As we progress through this discussion in upcoming blogs (no, not all future blogs will be dedicated to my training), it is easiest to use myself as the main example with a sprinkling of some workout combination examples from individual athletes that I've trained over the years. For privacy purposes, the athletes will remain unnamed unless they choose to chime-in on a blog comment.

 

To consolidate information, first are the stats for what is a typical training week for me, versus a rest week. For this time of the year:

 

Monday: 30 minutes of strength training work, 1:00 yoga (the yoga is new this season)

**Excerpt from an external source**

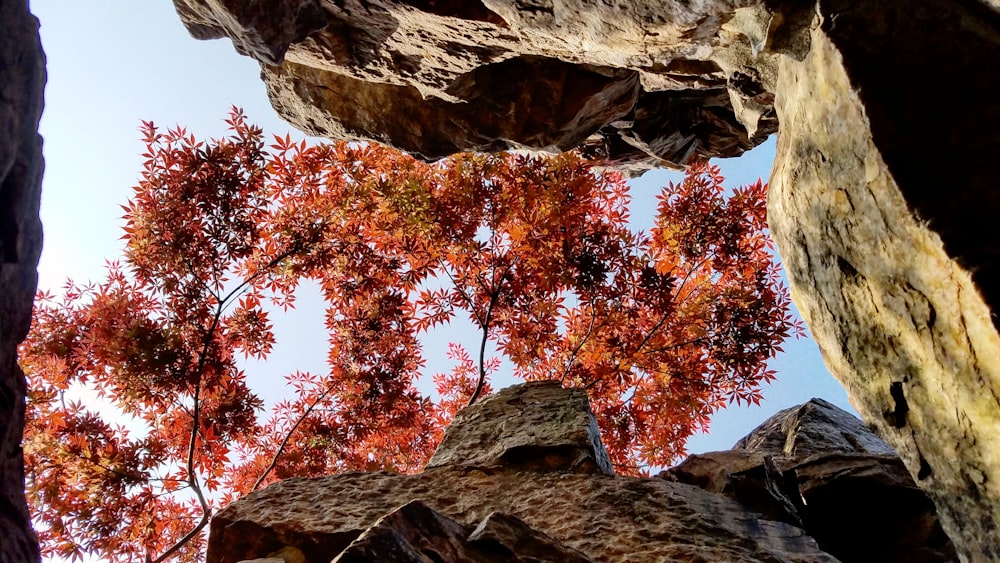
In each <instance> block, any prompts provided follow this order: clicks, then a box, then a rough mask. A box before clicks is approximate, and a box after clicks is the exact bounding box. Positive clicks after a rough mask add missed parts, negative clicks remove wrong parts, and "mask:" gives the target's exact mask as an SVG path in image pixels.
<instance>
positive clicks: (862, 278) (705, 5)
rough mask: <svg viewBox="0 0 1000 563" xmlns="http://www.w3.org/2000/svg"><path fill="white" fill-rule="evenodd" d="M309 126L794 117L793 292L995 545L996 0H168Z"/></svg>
mask: <svg viewBox="0 0 1000 563" xmlns="http://www.w3.org/2000/svg"><path fill="white" fill-rule="evenodd" d="M175 4H176V5H177V6H178V12H179V13H180V14H181V17H182V19H183V20H184V22H185V23H186V25H188V27H189V29H191V31H192V33H194V34H195V35H196V36H198V37H202V38H206V37H221V36H228V37H230V38H232V39H233V41H234V43H235V44H236V46H237V48H238V49H239V50H240V51H241V52H243V53H246V54H249V55H251V56H254V57H256V58H257V60H258V61H260V62H261V64H262V76H263V79H264V81H265V83H266V84H267V87H268V92H269V94H270V96H271V99H272V102H273V104H274V106H275V108H276V109H277V110H278V112H279V113H280V114H281V115H283V116H284V117H285V118H286V119H288V120H289V121H290V122H291V123H293V124H295V125H297V126H298V127H300V128H302V129H303V130H305V131H308V132H310V133H313V134H319V135H326V136H329V137H332V138H341V137H351V138H365V139H374V140H378V141H381V142H385V143H389V144H393V145H395V146H397V147H400V148H403V149H406V150H409V151H413V152H415V153H417V154H420V155H423V156H424V157H426V158H435V157H439V156H444V155H447V154H450V153H452V152H455V151H459V150H471V149H475V150H494V149H501V148H535V149H546V150H562V149H568V148H573V147H582V148H583V149H585V150H587V151H589V152H591V153H593V154H595V155H597V156H603V157H605V158H608V159H610V160H612V161H614V162H617V163H618V164H619V165H622V166H633V167H634V168H633V169H641V168H643V167H648V166H650V165H652V164H673V165H682V164H684V163H685V162H688V161H689V160H690V159H691V158H695V157H707V156H732V155H735V154H739V153H740V152H741V151H743V150H745V149H746V148H748V147H750V146H752V145H753V144H755V143H757V142H759V141H760V140H762V139H763V138H764V137H766V136H767V135H768V134H770V133H771V132H773V131H774V130H775V128H776V126H777V121H778V120H779V119H780V121H781V135H780V138H779V143H778V158H777V161H776V163H775V167H774V172H773V177H772V188H771V195H770V204H769V209H770V224H771V227H772V229H773V235H774V238H775V240H776V241H777V242H778V246H779V248H780V251H781V254H782V258H783V260H784V263H785V265H786V267H787V269H788V274H789V279H790V282H791V286H792V290H793V298H794V299H795V301H796V303H797V304H798V306H799V309H800V310H801V311H802V313H803V316H804V317H805V319H806V321H807V323H808V324H809V327H810V329H811V332H812V334H813V336H814V337H815V338H816V340H817V342H818V343H819V344H820V347H821V349H822V350H823V352H824V356H825V358H826V361H827V363H828V366H829V368H830V370H831V372H833V374H834V375H835V376H836V377H837V378H838V379H840V380H841V381H842V382H843V383H844V385H845V387H846V388H847V390H848V392H849V394H850V396H851V398H852V402H853V403H854V405H855V406H856V407H857V408H858V411H859V412H860V413H861V414H862V416H863V417H864V419H865V420H866V421H867V422H868V423H870V424H871V425H872V426H873V427H874V428H875V429H876V431H877V432H878V433H879V434H880V435H882V436H884V437H885V438H886V439H887V440H888V441H889V443H891V444H892V445H893V447H895V448H896V449H897V450H898V451H899V452H900V453H901V456H902V459H903V461H904V462H905V464H906V466H907V468H908V470H909V472H910V473H911V474H912V475H913V477H914V478H915V479H916V480H917V483H918V484H919V485H920V486H921V487H922V488H924V489H925V490H927V491H928V492H929V493H930V494H931V496H932V498H933V499H934V501H935V502H936V503H937V504H938V506H939V507H940V508H941V516H942V521H943V523H944V525H945V529H946V530H947V531H948V533H949V534H951V535H952V537H954V538H955V540H956V542H957V545H958V549H959V553H960V555H961V556H962V557H963V558H964V559H966V560H979V559H987V560H994V559H1000V454H998V453H997V452H1000V447H998V446H1000V444H997V440H1000V399H998V397H1000V359H998V358H1000V336H998V334H997V323H998V322H1000V321H998V317H997V315H996V307H997V304H998V302H1000V259H998V258H1000V256H998V255H997V253H998V252H1000V250H998V249H1000V241H998V240H996V239H997V237H998V236H1000V231H998V230H997V229H995V228H993V217H995V216H996V215H997V214H998V211H1000V209H998V207H1000V197H998V196H997V190H996V189H994V184H995V179H994V178H993V176H994V174H993V173H992V166H991V165H992V163H993V162H996V161H997V159H998V157H1000V154H998V152H1000V133H998V131H1000V127H998V126H997V124H998V122H1000V97H998V96H996V95H995V93H994V91H993V88H992V87H991V86H992V84H993V83H994V82H995V78H996V77H995V70H994V68H993V67H994V66H995V65H993V64H991V63H992V62H993V61H996V60H1000V16H998V14H1000V3H998V2H997V1H996V0H980V1H975V0H968V1H964V2H954V1H948V0H916V1H909V0H907V1H904V0H889V1H886V2H875V3H871V2H869V3H859V2H850V1H848V0H814V1H808V0H801V1H799V0H768V1H751V0H747V1H735V0H708V1H702V2H680V1H677V2H674V1H655V2H654V1H647V0H610V1H605V2H591V1H589V0H539V1H531V2H528V1H523V0H481V1H479V2H476V1H470V2H449V1H440V0H436V1H427V0H408V1H405V2H404V1H392V0H371V1H366V2H358V1H356V0H345V1H337V2H333V1H321V0H266V1H261V2H254V3H243V2H232V1H220V2H215V1H213V2H208V1H206V0H175Z"/></svg>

Tuesday: 1:00-1:15 swim, 30 minute run

Wednesday: 1:00-2:00 road or mountain bike

Thursday: 1:00-1:15 swim, 1:00-1:30 trail run

Friday: Day off or 1:00 road ride

Saturday: 2:00-3:00 mountain bike ride

Sunday: 2:00-4:00 road ride

 

Looking at my log, a typical training week is in the 13:00 range. This includes strength training and yoga time. Last week I intentionally scheduled a rest week, to coincide with a heavy work week. Training time was at 8:00.

 

For those of you that follow me on Twitter I will now post exceptions to this typical week and try to include more details about the specifics of the workouts when I post a single workout. For this week, it has been pretty much to plan for volume.

 

Some recent exceptions and special items to note:

 

  • A couple of weeks ago I went to Fruita and Moab for five days of mountain biking. This was an intentional "crash" training week. The crash-part associated with the volume and intensity of training compared to normal and not the fall-off-your-bike kind of crash.

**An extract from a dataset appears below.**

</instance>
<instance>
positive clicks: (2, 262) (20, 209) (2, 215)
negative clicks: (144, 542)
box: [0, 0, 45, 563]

  • My Monday through Sunday volume for the two weeks around Moab was 17:00 and 15:00. In this case, it is more important to look at Wednesday through Tuesday training volume directly surrounding the trip. Total aerobic training for that seven-day block was 17:00 with "out" time (time spent looking at maps, eating, etc.) at 20:15. This is a big block for me and most every day included some intensity due to the nature of mountain biking.

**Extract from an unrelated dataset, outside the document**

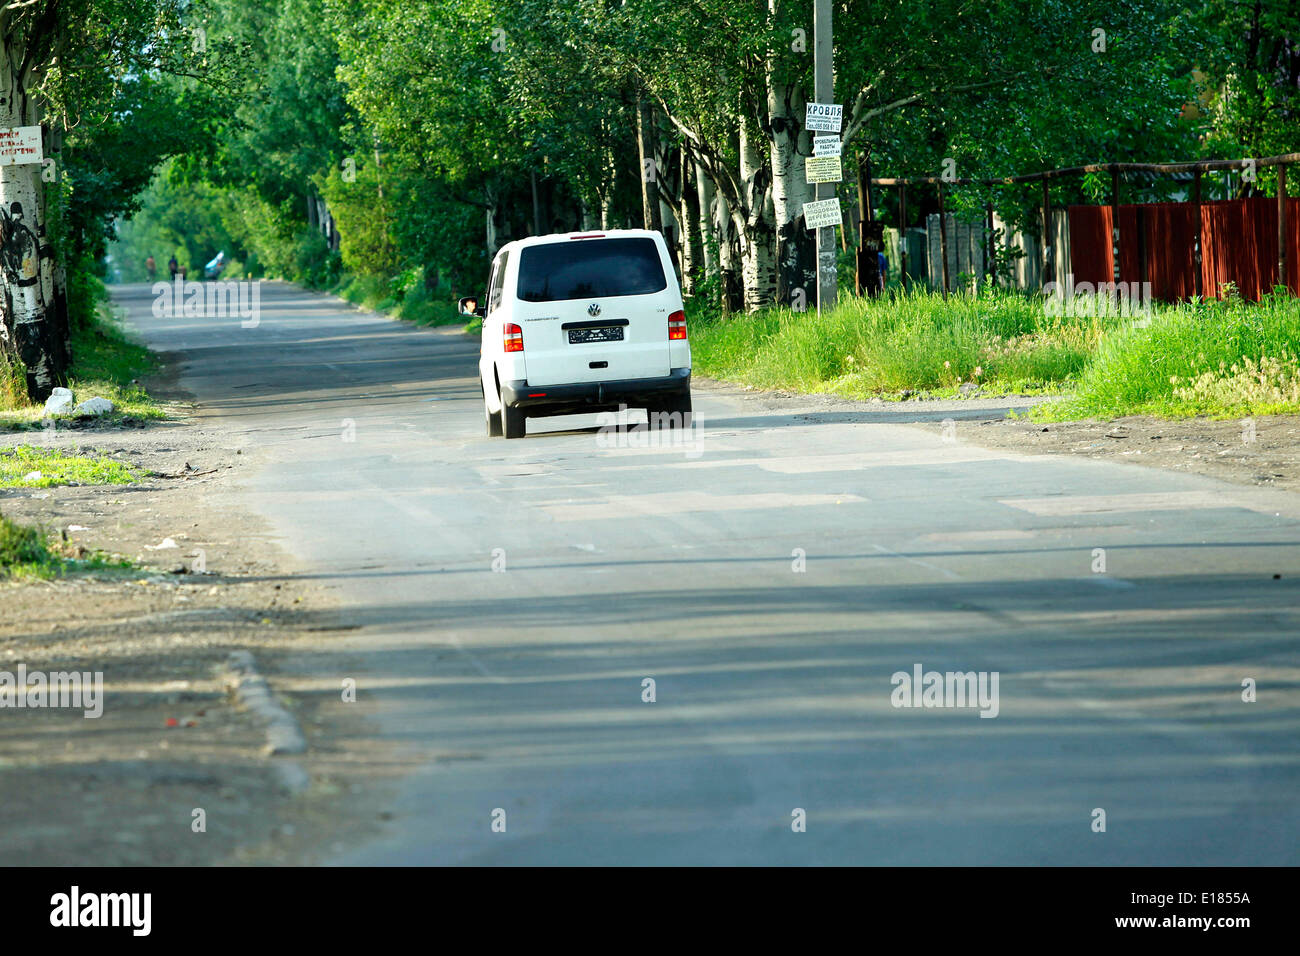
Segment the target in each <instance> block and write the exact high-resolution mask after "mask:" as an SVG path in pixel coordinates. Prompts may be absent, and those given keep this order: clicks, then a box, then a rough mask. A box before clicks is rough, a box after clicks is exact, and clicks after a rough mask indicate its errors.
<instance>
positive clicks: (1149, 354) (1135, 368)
mask: <svg viewBox="0 0 1300 956" xmlns="http://www.w3.org/2000/svg"><path fill="white" fill-rule="evenodd" d="M690 349H692V356H693V360H694V367H695V369H697V371H698V372H701V373H702V375H706V376H710V377H714V378H722V380H729V381H738V382H742V384H746V385H753V386H755V388H785V389H794V390H800V392H810V393H818V392H822V393H833V394H840V395H845V397H848V398H859V399H861V398H870V397H883V398H893V397H898V395H901V394H906V393H913V394H926V395H933V397H952V395H958V394H961V392H959V389H961V386H962V385H969V384H974V385H978V386H979V389H980V393H979V394H980V395H983V397H1000V395H1009V394H1062V395H1065V398H1063V401H1060V402H1050V403H1045V405H1043V406H1039V407H1037V408H1036V410H1035V411H1034V418H1036V419H1044V420H1065V419H1079V418H1119V416H1123V415H1160V416H1174V418H1178V416H1193V415H1209V416H1218V418H1231V416H1239V415H1268V414H1284V412H1300V360H1297V355H1300V299H1295V298H1291V297H1286V295H1277V297H1265V299H1264V300H1262V302H1261V303H1247V302H1242V300H1240V299H1227V300H1210V302H1191V303H1183V304H1179V306H1157V307H1154V308H1153V310H1152V313H1151V316H1149V317H1147V319H1143V320H1140V321H1135V320H1134V319H1131V317H1123V316H1118V315H1101V316H1096V315H1091V316H1089V315H1082V316H1060V315H1053V313H1052V312H1050V311H1049V310H1048V308H1047V304H1045V303H1044V300H1043V299H1040V298H1036V297H1027V295H1023V294H1019V293H1011V291H993V293H984V294H982V295H979V297H978V298H975V297H967V295H953V297H949V298H948V299H944V298H943V297H941V295H936V294H932V293H909V294H898V295H894V297H892V298H879V299H859V298H854V297H849V298H846V299H844V300H841V303H840V304H839V306H837V307H836V308H833V310H828V311H826V312H823V313H820V315H819V313H818V312H815V311H807V312H794V311H790V310H783V308H772V310H767V311H763V312H758V313H753V315H733V316H718V315H708V313H702V315H693V316H692V323H690Z"/></svg>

  • I must be rested going into a crash training block and I must recover on the back side of it to reap the benefits.

  • I intentionally delayed my recovery some, due to a planned heavy week of work. I felt it too. I didn't feel good in my workouts and fully recovered until yesterday.

  • Training volume was cut by 60% (my 8 hour week was 40 percent of my 20-hour week) to enhance recovery. I can't give you exact numbers, but the volume of training intensity was cut as well, but some minimal intensity was included in the recovery week.

 

Summary key items:

 

1. As I've said before, consistency trumps all. My training volume is fairly consistent.

2. The body adapts to consistency and in order to get better results, training must change.

3. How to change training can come in the form of changing variables such as overall training volume, individual workout volume, overall volume of intensity, individual workout intensity, mix of sports, frequency of workouts and timing of workouts. I'm probably missing a few items here, but this gets most of them.

4. You will see improvements in speed and/or endurance after a training stimulus, time and rest.

 

With this start of foundation knowledge, we can use it to discuss more training and self-coaching concepts.